Her milletin, hatta her şehrin menşeine geçmiş asırlarda sahne olduğu hadiselere dair millî ve dinî efsaneler mevcuttur.

Eski bir şehir olduğunu bir çok âbidelerde ispat eden Antep bu hususta oldukça zengindir. Öyle ki her hamamın kendine mahsus esatirî bir hikâyesi vardır.

Yazımıza sebep teşkil eden manzum efsane, Antep'in Hazreti Ömer tarafından fethinin hikâyesidir. (1) Müteakip nüshada mealini Ş. Sabri Yener'in kaleminden okuyacağınız veçhile bu efsane, 12,5 sahife ve 233 beyitten mürekkep olup Mesnevî şeklinde yazılmıştır.
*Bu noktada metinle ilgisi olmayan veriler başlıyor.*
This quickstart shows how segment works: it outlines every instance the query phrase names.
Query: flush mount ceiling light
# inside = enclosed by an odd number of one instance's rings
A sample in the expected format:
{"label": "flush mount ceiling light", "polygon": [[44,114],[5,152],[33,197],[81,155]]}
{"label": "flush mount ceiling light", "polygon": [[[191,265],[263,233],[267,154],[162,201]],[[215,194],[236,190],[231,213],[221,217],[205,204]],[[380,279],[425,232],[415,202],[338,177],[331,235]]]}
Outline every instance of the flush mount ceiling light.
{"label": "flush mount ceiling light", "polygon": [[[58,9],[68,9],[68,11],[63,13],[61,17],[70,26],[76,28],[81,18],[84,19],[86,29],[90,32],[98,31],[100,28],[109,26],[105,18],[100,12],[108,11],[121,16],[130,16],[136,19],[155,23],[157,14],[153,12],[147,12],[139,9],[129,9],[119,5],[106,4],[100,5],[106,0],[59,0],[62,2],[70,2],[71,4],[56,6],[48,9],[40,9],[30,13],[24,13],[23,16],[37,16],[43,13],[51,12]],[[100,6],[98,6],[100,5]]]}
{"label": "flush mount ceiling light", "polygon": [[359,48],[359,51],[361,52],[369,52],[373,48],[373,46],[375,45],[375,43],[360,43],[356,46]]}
Okuyunca insana Siyretünnebevî'den çıkarılmış bir parça hissini veriyor. Yazılış tarihi malûm olmamakla beraber ifade tarzından 17-18. asırlara ait olduğuna hükmetmek icap ediyor.

Baştanbaşa vezin ve kafiye aksaklıkları ile dolu olan bu yazının müellifi malûm değildir. Elimizde mevcut nüshayı bize Kayacık ilk mektebi öğretmenlerinden Mustafa Güzelcan vermiştir. Bay Güzelcan, bunu Adana Müzesi Müdürü Yalman Yalgın'ın (eski ilk tedrisat Müfettişlerinden Ali Rıza Bey) Lohanlı bir köylüden aldığı nüshadan yazmıştır.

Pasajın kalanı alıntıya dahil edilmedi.